The disorder is called neonatal abstinence syndrome and it affects newborns whose mothers were addicted to opiate drugs while they were pregnant. The baby becomes addicted, along with the mother, to substances such as heroin, oxycodone or methadone.

The babies have symptoms of withdrawal that include excessive crying, seizures, trembling, poor feeding, diarrhea and sleep problems, according to the Department of Health and Human Services. And it’s not just a problem in urban areas.

“The opiate drug epidemic in northern Michigan is hurting babies and tearing families apart,” said John Keller, director of the Alpena/Montmorency Department of Health and Human Services. “We’re seeing it in the growing number of babies going to the neonatal intensive care unit with the symptoms and we’re seeing it in the growing caseloads in the courts and Children’s Protective Services.”

The region with the highest rate includes Marquette, Delta and Luce counties at 2,102.3 addicted babies per 100,000 born, according to the Michigan Health & Hospital Association Service Corporation.

The region made up of Gladwin, Genesee, Arenac and Bay counties had the second- highest rate with 1,408.5 addicted babies per 100,000 born.

In 2010, 404 newborn babies were treated for the syndrome in Michigan. By 2014, the number had more than doubled to 815, according to theHealth and Hospital Association.

“Addiction to opioid pain killers has been an increasing problem in Michigan and nationwide,” said Laura Wotruba, director of public affairs for the association.

Other health professionals agree.

Highly addictive painkillers leading to prescription drug abuse and to the use of illegal drugs are the problem, said Bob Wheaton, public information officer for the Department of Health and Human Services.

“Too many pregnant women are addicted to these opioids and struggle to overcome their dependency, leading to great harm to their babies,” he said.

“Everyone, including women who are pregnant or may become pregnant, needs to be aware of the addictive nature of opioids and that their babies can be born suffering from terrible withdrawal symptoms if they use these drugs during pregnancy,” Wheaton said. “They need to be aware that help is available in overcoming their dependency, for their own good and for the good of their babies.”
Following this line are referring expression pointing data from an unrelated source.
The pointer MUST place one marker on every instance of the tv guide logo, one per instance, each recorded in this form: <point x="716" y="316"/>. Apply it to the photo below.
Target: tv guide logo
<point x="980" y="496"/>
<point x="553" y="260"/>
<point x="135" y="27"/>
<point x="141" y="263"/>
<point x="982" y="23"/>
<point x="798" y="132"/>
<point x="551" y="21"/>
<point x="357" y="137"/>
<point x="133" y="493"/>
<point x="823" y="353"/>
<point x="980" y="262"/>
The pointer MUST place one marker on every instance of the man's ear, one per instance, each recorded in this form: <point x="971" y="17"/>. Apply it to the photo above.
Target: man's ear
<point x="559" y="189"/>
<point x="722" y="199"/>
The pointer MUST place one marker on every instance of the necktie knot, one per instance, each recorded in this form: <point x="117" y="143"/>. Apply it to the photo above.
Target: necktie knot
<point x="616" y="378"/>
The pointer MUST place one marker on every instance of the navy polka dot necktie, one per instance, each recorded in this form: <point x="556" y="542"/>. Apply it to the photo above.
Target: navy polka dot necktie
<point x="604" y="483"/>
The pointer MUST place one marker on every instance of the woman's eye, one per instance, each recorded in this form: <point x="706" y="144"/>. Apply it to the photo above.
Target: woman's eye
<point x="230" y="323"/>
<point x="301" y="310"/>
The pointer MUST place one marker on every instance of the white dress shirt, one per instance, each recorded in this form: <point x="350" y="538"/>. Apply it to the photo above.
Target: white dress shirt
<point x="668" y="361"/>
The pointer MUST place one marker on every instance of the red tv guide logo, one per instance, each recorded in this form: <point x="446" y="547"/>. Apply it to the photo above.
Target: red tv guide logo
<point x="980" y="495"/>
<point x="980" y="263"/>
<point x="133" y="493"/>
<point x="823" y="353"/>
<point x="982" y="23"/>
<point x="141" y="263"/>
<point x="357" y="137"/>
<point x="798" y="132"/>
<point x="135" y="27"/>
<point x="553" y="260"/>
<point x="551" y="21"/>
Several community organizations in northern Michigan recently produced a video to raise awareness of the syndrome.

“Stories Not Secrets,” released in Alpena, includes advice from health professionals and stories from recovering mothers.

“Treatment is available and people suffering from addiction should not be afraid to seek treatment,” Wheaton said. “More public awareness of this problem is a key, which is why this video was created.”